Lo stato kazako vuole la sua parte
Per la prima volta nella storia del paese, i giudici kazaki danno ragione a una ong locale, Green salvation e all’associazione degli abitanti, Zhasil Dala. La zona di protezione sanitaria torna a essere di 5 km, da cui consegue che una parte del paese è dentro la zona e dovrebbe essere indennizzata, mentre l’altra parte, quella fuori dai 5 km, non ha diritto al trasferimento. Una vittoria che non convince Sergey Kuratov, presidente della ong kazaka Green Salvation, che assieme a Svetlana Anosova ha fatto causa al governo. “In realtà – spiega Kuratov – la legge kazaka dice che la zona di protezione sanitaria deve tutelare la gente da qualsiasi tipo di incidente, da qualsiasi esplosione e da qualsiasi situazione imprevedibile. Ma in caso di esplosione dell’impianto di Karachagank la gente che abita poco fuori dai 5 km verrebbe ovviamente colpita. Secondo problema: il governo, il ministero della Sanità e quello dell’Ambiente si sono ritirati dal processo e hanno demandato la responsabilità di indennizzare gli abitanti di Berezovka alle autorità locali. Ma questi enti non hanno i soldi per indennizzare gli abitanti e, soprattutto, non hanno il diritto legale di trasferire gli abitanti in un’altra zona. Per questo crediamo che alla fine la decisione della corte non cambierà le cose e gli abitanti di Berezovka saranno costretti a vivere ancora in questa zona molto pericolosa.

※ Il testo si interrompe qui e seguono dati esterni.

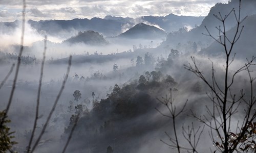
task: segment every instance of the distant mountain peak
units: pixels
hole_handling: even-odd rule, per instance
[[[119,36],[133,39],[156,39],[165,36],[165,32],[155,26],[143,23],[137,24]]]
[[[105,45],[108,43],[101,34],[92,30],[84,32],[80,31],[77,35],[65,40],[63,42],[68,42],[70,44],[84,43],[93,45]]]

Dopo la sentenza, Svetlana Anosova e la sua associazione hanno continuato a chiedere chiarimenti sul loro futuro, ma le risposte ricevute da governo kazako e società private sono apparse contraddittorie. “L’esecutivo dice che la revisione della zona di protezione sanitaria spetta al consorzio; il consorzio dice che quello non è compito suo”, si lamenta Svetlana. Indennizzare gli abitanti costerebbe meno di 10 milioni di dollari, cifra che non dovrebbe spaventare gli attori in gioco visti i guadagni miliardari provenienti dal giacimento del Karachagank. Qual è allora il vero motivo dell’immobilismo? Di certo, mentre in questo piccolo villaggio la gente continua ad ammalarsi, tra le compagnie petrolifere e il governo locale si sta giocando una partita finanziaria molto importante. Lo stato kazako non è infatti presente nel consorzio e questo non sembra più andare bene al presidente Nazarbaiev, come dimostra la dichiarazione fatta da Kairgeldy Kabyldin, presidente della compagnia di stato Kazmunaigaz, che a inizio giugno ha fatto sapere di essere intenzionato ad arrivare fino al 10% del consorzio Kpo. Un risultato ottenibile rapidamente usando metodi non proprio ortodossi: ad esempio, creando problemi di ogni tipo alle compagnie straniere, fino a costringerle a cedere. Proprio come accaduto per il giacimento di Kashagan, altro tesoro kazako. Lì il governo di Astana era presente fin da subito nella società di controllo, ma con una percentuale bassa: l’8%. Troppo poco per il più grande giacimento di petrolio scoperto negli ultimi 40 anni.